Payday loans are most frequently used by constrained consumers who have few or no liquid assets and limited opportunities to borrow on credit cards or from other mainstream lenders. The proceeds are generally applied to expenses that are either unexpected or cannot be postponed. Since many borrowers live from paycheck to paycheck and have very little discretionary income, even small interruptions in income, or unexpected expenses, may cause hardships and financial emergencies. Payday loans thus provide an opportunity for consumers to smooth income or consumption under circumstances where their rainy-day savings may be near zero and where other forms of credit are already fully utilized or unavailable. In such cases, payday loans, though expensive, may be economically preferable to alternatives such as defaulting on other obligations or foregoing needed goods and services.
Some large storefront lenders, and nearly all online lenders, employ the services of a subprime credit bureau, such as Clarity or Teletrack, to confirm the applicant’s eligibility. In some states, lenders are also required to query a statewide database to determine whether an applicant has other payday credit outstanding.
Payday lending is highly regulated at the state level—including through usury limits, maximum loan amounts, and proscribed collection practices—and is subject to existing federal laws covering consumer credit generally, such as the Truth in Lending Act, Equal Credit Opportunity Act, Electronic Funds Transfer Act, and the Gramm-Leach-Bliley Act. In multiple surveys, consumers overwhelmingly reported being satisfied with their payday borrowing experiences. Nevertheless, the Consumer Financial Protection Bureau (CFPB), a regulatory agency established by the Dodd-Frank Wall Street Reform and Consumer Protection Act of 2010, is set to issue a rule that could destroy most of the payday loan industry.
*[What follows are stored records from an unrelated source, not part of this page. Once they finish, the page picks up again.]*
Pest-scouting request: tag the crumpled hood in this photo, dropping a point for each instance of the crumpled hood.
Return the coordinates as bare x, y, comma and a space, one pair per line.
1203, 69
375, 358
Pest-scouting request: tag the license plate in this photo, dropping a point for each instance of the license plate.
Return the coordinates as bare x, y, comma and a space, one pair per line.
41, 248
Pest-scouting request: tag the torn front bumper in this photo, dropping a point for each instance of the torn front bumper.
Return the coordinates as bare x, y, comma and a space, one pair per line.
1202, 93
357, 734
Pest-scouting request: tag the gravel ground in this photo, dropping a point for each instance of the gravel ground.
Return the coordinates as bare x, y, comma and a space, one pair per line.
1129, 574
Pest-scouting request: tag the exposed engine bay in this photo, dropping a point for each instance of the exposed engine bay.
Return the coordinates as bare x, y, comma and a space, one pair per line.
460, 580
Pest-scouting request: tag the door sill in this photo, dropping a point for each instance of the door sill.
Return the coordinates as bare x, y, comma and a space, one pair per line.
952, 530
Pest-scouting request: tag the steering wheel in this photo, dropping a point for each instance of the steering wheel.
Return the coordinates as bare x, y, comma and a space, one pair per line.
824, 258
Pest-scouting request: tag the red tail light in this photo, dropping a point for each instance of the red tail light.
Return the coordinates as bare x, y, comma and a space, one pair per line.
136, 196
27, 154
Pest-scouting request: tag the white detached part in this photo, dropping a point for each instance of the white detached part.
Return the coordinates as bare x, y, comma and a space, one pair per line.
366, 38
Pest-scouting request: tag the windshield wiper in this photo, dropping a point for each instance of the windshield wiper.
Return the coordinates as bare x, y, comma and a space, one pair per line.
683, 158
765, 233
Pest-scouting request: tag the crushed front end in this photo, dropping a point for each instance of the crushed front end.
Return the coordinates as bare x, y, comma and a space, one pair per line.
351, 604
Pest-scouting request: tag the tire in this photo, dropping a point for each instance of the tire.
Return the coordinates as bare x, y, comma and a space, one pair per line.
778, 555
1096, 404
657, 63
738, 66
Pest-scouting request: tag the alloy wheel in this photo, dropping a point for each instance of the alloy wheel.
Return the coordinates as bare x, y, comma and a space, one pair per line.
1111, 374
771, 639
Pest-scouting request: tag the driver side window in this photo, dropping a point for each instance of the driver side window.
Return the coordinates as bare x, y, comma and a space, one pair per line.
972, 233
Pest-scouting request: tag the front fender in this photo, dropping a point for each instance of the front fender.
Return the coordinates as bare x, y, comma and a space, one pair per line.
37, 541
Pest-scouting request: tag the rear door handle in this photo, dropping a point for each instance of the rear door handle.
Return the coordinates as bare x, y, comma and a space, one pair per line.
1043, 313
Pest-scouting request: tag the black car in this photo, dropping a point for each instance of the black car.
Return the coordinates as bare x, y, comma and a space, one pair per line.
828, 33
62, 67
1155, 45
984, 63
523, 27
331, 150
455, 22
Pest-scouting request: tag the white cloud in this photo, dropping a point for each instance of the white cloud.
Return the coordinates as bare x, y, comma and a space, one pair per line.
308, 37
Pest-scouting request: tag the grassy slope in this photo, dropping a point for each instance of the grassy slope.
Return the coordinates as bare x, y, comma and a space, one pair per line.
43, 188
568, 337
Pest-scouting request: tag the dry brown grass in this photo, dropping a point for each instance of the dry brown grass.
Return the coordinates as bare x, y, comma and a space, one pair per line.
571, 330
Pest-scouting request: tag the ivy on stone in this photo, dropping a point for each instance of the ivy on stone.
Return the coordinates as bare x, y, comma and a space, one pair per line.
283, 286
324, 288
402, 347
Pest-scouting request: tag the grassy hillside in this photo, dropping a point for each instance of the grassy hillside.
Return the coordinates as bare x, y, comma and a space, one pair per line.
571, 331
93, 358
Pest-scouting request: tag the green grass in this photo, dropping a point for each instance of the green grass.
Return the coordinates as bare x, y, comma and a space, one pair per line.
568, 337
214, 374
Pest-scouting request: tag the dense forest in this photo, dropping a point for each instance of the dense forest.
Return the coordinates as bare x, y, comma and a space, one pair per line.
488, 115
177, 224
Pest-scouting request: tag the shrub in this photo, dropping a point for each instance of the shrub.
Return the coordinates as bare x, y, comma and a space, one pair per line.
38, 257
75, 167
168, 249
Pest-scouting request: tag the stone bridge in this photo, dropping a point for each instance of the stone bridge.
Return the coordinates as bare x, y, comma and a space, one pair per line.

On June 2, 2016, the CFPB published a comprehensive notice of proposed rulemaking covering payday loans and most other forms of high-cost consumer credit.
The CFPB’s own impact analysis suggests that the rule will result in an industry-wide revenue reduction of roughly three-fourths. Furthermore, industry studies show that around three fourths of the nation’s 20,000 storefront payday outlets will be rendered unprofitable and forced to close by the CFPB’s rulemaking. Assuming an average of about $15 billion of average payday credit outstanding, then, in the 75-percent-off proportion, roughly $11 billion of credit will be eliminated by the rule. The soon-to-be-excluded borrowers of that $11 billion will be forced to seek inferior substitutes, such as illegal loansharking or more expensive “mainstream” credit vehicles for which they will incur late charges and bank overdraft fees. The burden of this loss of credit access will be felt disproportionately by lower income and minority borrowers.